Defining True Threats

By Mike Dorf


Last week, in United States v. Bagdasarian, a panel of the U.S. Court of Appeals for the Ninth Circuit held, 2-1, that the defendant, who was described by Judge Reinhardt's majority opinion as "an especially unpleasant fellow," did not violate the law forbidding threats of violence against Presidential candidates when he posted messages on the internet using racist language that approved of violence against then-candidate Obama.  The opinion was joined by Chief Judge Kozinski, with a dissent by Judge Wardlaw.  It's interesting and noteworthy in part because of an introductory portion of the opinion in which the court places Bagdasarian's comments in the context of political invective throughout history as well as characterizing some of the opposition to candidate Obama as significantly racist.

The case itself is interesting because of how the court deals with the evidence of whether Bagdasarian posed a "true threat" both objectively and subjectively, as required by prior 9th Circuit precedent.  The panel held that the proof of subjective intent was required under the First Amendment, as interpreted by the Supreme Court in Virginia v. Black.  I'm not sure I agree with the court's bottom-line ruling.  The government introduced evidence that Bagdasarian had in his possession .50 caliber weapons and ammo, and his message board postings referred to just such a weapon along with what the court called a "prediction" and an "exhortation" to use them against Obama.  Taken together, I think one might conclude that they show both objective and subjective intent.  The court thought otherwise, though, and I'm not especially interested in parsing the facts.  For an excellent discussion of how to decide whether Bagdasarian's postings should count as true threats under the existing doctrinal test, I recommend Julie Hilden's new column on the case on Verdict.

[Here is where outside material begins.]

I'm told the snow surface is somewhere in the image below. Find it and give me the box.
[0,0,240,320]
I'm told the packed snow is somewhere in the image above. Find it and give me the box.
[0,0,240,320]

I am more interested in the question of what kind of showing with regard to intent the First Amendment should be interpreted to require in the first place.  The Bagdasrian court is right that the Black case pretty clearly requires that a subjective intent is required.  I want to ask whether that makes sense.

To do so, we can start by asking what the law enforcement strategy should be with respect to people who say things that could be perceived as threatening.  I think that we want law enforcement resources targeted at those people most likely to turn out to be dangerous.  That should mean targeting people who make threats with the subjective intent of carrying them out--or at least, as was required in Black, with the subjective intent to intimidate.  (Black involved a cross-burning prohibition.)

The difficulty, here as in other contexts, is that subjective intent is difficult to prove.  One can only prove it by external manifestations.  And so, as a kind of short-cut, we might want to permit the government to prosecute people for making statements that, as perceived by an objective observer, appear to be made with an intent to carry out the threat (or something close, like intimidation).  The worry that drives the rule in Bagdasarian and Black is that someone might use words that objectively convey a true threat even though he did not intend them that way.  And so, to protect free speech, the Court disavows an objective test.

This strikes me as over-protective of speech.  So long as people are on notice that statements which objectively convey a threat could subject them to criminal prosecution, there is no unfairness in prosecuting them for making such statements.  To be sure, notice satisfies due process concerns but not free speech concerns.  I can live with that.  To my mind, the speech value of a statement that credibly threatens another person with death or bodily harm, even if intended only as a cruel joke or a bluff, has so little value as a contribution to the exchange of ideas, that I would define it as falling within the constitutionally proscribable category of true threats.

Thus, if I were writing on a clean slate, I would fashion a First Amendment rule that allows the government to prove a true threat by showing either subjective or objective intent to make a true threat.